The land was rain-drenched; the afternoon was cloaked in mist. On the bus I stared through the smeared windows at the lava fields. The city of Reykjavík stretched languidly along the coast, dwindling into low-rise concrete at the edges, crowded in the centre around a small lake. The suburbs were full of American-style diners, mall-strips interspersed with trees. The sea was cold white, hammered flat by a grey sky. The centre of the city was made of corrugated iron, its small houses pressed closely together. The streets were teeming with drenched travellers, shuddering at bus stops in their wax jackets and woollen hats, or staring damply into lighted shop windows. Stepping off the bus, I walked through Reykjavík into the Parliament Square, where there was a Café Paris, an art nouveau hotel and a green-stained statue. The light shook across the city; the pink tips of the mountains were silhouetted against the cold sky. Hallgríms Church was brightly lit, its main tower decked with flashy lighting, looking like a pushy cousin of the Chrysler Building in New York. There was a revolving restaurant, balanced on a great stack of towers, like a stylized sculpture of a mushroom. I reached the Town Hall, built in glowering space station style, its black form reflected on the waters of the Pond, a lake in the centre of the town.
I walked through the evening. The wind swept across the waters of the lake, distorting the reflection of the buildings. Arctic skuas shrieked across the water. There were signs to Viking sites, to the Saga Museum, to the National Gallery, to the Volcano Show: ‘You will be amazed as the earth explodes before your eyes.' As the whine of planes above the city died into the damp evening I followed the sign to the Volcano Show. The Volcano Show was offering a glimpse of the natural weirdness of Iceland. It was like a circus sideshow, the sort of grotesque turn the Victorians might have enjoyed. ‘Fire and Ice!' said the sign. ‘You will not believe your eyes!' In a small building there was a projector and a wizened man with wild greying hair and a gaze of intense frustration. He saw me, fixed me with a disconsolate stare, and said slowly: ‘The Volcano Show has followed the same timetable for seventeen million years, and it will follow the same timetable for the next seventeen million years.'
‘So are you the person who films the volcanoes?' I asked.
‘No no,' he shook his flimsy beard. ‘That man is older than God.'
‘And how long has the cinema been running?' I asked.
‘The cinema is also older than God. Step back please.'
And another person stepped up to buy a ticket.
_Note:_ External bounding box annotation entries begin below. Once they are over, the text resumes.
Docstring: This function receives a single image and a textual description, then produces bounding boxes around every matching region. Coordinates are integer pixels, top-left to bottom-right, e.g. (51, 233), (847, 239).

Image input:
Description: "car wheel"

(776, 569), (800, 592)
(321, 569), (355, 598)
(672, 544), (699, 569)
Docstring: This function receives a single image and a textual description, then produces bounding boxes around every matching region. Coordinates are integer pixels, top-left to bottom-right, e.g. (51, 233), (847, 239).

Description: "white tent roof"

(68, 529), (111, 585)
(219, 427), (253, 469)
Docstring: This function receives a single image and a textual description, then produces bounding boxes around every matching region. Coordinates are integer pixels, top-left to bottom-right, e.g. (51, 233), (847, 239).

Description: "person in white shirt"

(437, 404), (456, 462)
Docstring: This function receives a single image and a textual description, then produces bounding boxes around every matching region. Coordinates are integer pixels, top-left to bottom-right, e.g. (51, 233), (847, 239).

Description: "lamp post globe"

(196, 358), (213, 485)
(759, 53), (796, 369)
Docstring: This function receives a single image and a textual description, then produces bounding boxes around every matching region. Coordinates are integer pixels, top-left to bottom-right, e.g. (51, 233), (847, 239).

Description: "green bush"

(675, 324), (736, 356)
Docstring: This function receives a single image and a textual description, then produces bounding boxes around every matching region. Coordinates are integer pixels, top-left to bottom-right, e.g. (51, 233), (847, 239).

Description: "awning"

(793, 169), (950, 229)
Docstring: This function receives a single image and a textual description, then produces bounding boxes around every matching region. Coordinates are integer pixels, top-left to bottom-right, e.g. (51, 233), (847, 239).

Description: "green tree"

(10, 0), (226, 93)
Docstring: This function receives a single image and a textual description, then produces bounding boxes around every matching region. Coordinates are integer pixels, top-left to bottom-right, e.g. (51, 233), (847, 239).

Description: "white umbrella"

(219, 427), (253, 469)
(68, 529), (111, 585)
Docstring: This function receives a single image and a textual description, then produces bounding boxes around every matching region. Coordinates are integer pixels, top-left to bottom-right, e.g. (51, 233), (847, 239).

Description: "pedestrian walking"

‘The Volcano Show,' he said to her, ‘has followed the same timetable for seventeen million years, and it will follow the same timetable for the next seventeen million years.' And she smiled and paid, moved along, preparing the stage for the next recipient of the same gag, repeated to fade, to the end of time, or until Iceland consumed itself in a vibrant explosion of fire.
The cinema was a small dirty room, with bits of dismembered projector scattered across the floor. Dozens of tourists had been shoe-horned in here by the Volcano Man, who was shuffling in and out, muttering about technical hitches. The show was an hour late, but he seemed not to care; he knew he was doomed to another evening of cracking the same old jokes, and he couldn't quite get up the impetus to start. There was an entire busload of English school-children, inexplicably dropped here, a crowd of Italians, a few Germans, and a quiet Dutch couple at the front. ‘Dutch people!' said the Volcano Man. ‘You have a wonderful country. A wonderful country. I once knew someone from Holland—' And then he stopped mid-sentence, gripped by a crashing sense of futility.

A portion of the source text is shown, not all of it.